Après seulement trois mois en poste, M. Barnier a appelé les députés à agir dans l’intérêt supérieur de la France, mais le chef du parti de Mme Le Pen, Jordan Bardella, l’a accusé d’adopter une « stratégie de la peur ».

Les collègues de Mme Le Pen pressentent la chute potentielle de M. Macron.

Philippe Olivier, conseiller du RN, a déclaré au Monde que le président était « un monarque républicain déchu, avançant chemise ouverte et corde au cou jusqu’à la prochaine dissolution [du parlement] ».
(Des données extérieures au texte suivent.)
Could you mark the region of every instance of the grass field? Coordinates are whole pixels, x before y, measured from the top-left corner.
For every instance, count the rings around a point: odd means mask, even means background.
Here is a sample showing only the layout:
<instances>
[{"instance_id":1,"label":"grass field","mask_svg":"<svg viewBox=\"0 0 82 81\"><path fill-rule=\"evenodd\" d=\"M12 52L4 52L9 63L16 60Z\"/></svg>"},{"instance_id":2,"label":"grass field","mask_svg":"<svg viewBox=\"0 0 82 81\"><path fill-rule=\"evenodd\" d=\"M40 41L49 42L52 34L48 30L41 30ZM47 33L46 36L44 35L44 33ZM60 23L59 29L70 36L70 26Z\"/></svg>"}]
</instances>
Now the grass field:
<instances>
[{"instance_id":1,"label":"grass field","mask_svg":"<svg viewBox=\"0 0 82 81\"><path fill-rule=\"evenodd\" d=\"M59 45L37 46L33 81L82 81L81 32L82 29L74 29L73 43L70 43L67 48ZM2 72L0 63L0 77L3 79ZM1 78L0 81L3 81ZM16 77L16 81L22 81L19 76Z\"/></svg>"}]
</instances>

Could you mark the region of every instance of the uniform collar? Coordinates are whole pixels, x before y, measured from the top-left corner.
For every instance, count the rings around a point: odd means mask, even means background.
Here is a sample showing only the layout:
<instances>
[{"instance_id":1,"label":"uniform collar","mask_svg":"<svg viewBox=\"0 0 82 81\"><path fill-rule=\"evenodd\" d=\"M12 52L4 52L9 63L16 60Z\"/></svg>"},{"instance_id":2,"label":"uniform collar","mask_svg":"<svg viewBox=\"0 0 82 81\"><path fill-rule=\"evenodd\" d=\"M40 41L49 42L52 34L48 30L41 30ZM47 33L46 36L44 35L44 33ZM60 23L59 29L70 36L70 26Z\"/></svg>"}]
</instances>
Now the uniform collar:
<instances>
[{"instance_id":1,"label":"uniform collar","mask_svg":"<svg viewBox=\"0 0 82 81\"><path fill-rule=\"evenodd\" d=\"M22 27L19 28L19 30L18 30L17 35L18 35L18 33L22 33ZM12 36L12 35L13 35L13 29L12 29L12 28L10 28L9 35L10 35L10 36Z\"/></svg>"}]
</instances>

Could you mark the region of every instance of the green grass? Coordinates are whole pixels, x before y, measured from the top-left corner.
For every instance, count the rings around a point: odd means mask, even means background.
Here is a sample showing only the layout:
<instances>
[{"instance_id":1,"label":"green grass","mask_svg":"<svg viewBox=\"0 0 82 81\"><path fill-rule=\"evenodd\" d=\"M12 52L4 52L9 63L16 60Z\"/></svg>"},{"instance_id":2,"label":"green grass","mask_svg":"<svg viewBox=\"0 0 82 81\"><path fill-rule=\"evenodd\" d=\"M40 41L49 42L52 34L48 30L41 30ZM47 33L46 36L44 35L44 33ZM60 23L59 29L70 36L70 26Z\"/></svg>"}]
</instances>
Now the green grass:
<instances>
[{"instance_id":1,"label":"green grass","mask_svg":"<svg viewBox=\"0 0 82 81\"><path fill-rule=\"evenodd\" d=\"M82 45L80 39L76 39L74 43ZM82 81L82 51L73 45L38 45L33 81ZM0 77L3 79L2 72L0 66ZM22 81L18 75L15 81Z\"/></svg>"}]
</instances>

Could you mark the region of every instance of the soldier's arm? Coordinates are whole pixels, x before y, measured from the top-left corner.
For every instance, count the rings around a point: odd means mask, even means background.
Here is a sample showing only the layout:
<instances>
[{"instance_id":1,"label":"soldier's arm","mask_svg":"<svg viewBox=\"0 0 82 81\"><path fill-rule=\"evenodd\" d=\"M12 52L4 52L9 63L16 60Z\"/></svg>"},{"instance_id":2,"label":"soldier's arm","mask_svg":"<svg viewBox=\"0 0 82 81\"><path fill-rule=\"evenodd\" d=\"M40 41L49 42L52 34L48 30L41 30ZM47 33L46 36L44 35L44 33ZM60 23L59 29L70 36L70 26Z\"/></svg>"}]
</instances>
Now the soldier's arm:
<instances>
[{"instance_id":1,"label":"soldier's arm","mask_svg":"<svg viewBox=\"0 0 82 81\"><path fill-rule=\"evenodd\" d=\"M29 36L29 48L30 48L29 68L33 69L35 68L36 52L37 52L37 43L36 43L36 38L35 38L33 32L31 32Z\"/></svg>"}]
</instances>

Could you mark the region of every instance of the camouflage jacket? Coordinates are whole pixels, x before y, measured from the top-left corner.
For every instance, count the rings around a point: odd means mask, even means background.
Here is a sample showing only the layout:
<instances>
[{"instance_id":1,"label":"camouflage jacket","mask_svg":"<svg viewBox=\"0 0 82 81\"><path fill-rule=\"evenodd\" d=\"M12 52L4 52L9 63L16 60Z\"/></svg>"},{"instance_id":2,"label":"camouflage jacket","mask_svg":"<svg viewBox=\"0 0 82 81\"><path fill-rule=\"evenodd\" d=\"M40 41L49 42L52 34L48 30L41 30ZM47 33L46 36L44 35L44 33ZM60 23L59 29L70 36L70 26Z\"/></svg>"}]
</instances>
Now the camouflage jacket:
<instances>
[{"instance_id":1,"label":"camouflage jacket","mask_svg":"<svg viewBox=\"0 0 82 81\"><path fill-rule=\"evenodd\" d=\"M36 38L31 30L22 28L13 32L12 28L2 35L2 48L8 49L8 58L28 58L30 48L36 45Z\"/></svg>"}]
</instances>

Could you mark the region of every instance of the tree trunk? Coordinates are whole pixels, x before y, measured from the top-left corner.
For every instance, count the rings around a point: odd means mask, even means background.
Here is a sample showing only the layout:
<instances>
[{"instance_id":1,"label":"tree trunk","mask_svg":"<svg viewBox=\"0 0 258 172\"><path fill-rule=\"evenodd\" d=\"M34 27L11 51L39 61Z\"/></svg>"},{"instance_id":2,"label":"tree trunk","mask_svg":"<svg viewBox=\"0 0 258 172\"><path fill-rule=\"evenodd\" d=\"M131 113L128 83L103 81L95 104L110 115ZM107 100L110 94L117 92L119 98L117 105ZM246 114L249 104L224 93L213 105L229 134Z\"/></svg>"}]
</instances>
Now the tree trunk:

C’est la décision surprise de M. Macron de convoquer des élections législatives anticipées en juin qui a plongé la France dans l’impasse politique dans laquelle elle se trouve aujourd’hui.

L’argument de Mme Le Pen est que M. Barnier n’a pas inclus suffisamment de ses demandes dans son budget, tandis que M. Barnier a déclaré que son budget n’était pas « destiné à plaire » – et il l’a accusée d’avoir « essayé d’entrer dans une sorte de surenchère » au cours de leurs négociations.

La dirigeante du RN pourrait ainsi plonger la France « dans le grand inconnu politique et financier », selon les mots de Vincent Trémolet de Villers, rédacteur en chef adjoint du Figaro.

Elle ne veut pas être étiquetée comme la femme politique qui a poussé la France dans les turbulences économiques alors qu’à ses yeux, c’est Macron qui est responsable de l’état économique de la France.

« C’est le résultat de sept années d’amateurisme et d’une dérive spectaculaire de nos finances publiques », a-t-elle déclaré.

De nombreux électeurs français souhaitent le départ de M. Macron avant la fin de son mandat en 2027. Des sondages récents suggèrent qu’au moins 62 % des électeurs pensent que le président devrait démissionner si le gouvernement Barnier tombe.

Le Rassemblement national serait sans doute en phase avec l’ensemble de l’électorat s’il faisait pression en ce sens, même si Mme Le Pen ne l’a pas encore fait.

Mais la dirigeante du RN est confrontée à d’autres problèmes en coulisses qui, selon ses détracteurs, pourraient influencer son jugement.

Le 31 mars, un tribunal français se prononcera dans le cadre d’un procès de longue haleine contre elle et d’autres personnalités du parti, sur des allégations d’utilisation abusive de fonds du Parlement européen.

Les procureurs souhaitent qu’elle aille en prison et qu’elle soit interdite d’exercer une fonction publique pendant cinq ans.

Si cela devait se produire, ses espoirs de remporter la présidence seraient anéantis.

Pour Marine Le Pen, c’est le moment ou jamais.

Elle s’est présentée trois fois à la fonction suprême. Si elle se présente une quatrième fois dans les mois à venir, elle a de fortes chances de l’emporter.

Jordan Bardella est déjà considéré comme plus populaire que Mme Le Pen, tant au sein du Rassemblement national qu’à l’extérieur, et si M. Macron va jusqu’au bout de son mandat, le chef du parti, âgé de 29 ans, serait le favori pour se présenter en 2027.

Aucun gouvernement français n’est tombé après un vote de défiance depuis 1962.

Si elle se trompe, Mme Le Pen risque de ne pas être pardonnée la prochaine fois que la France se rendra aux urnes.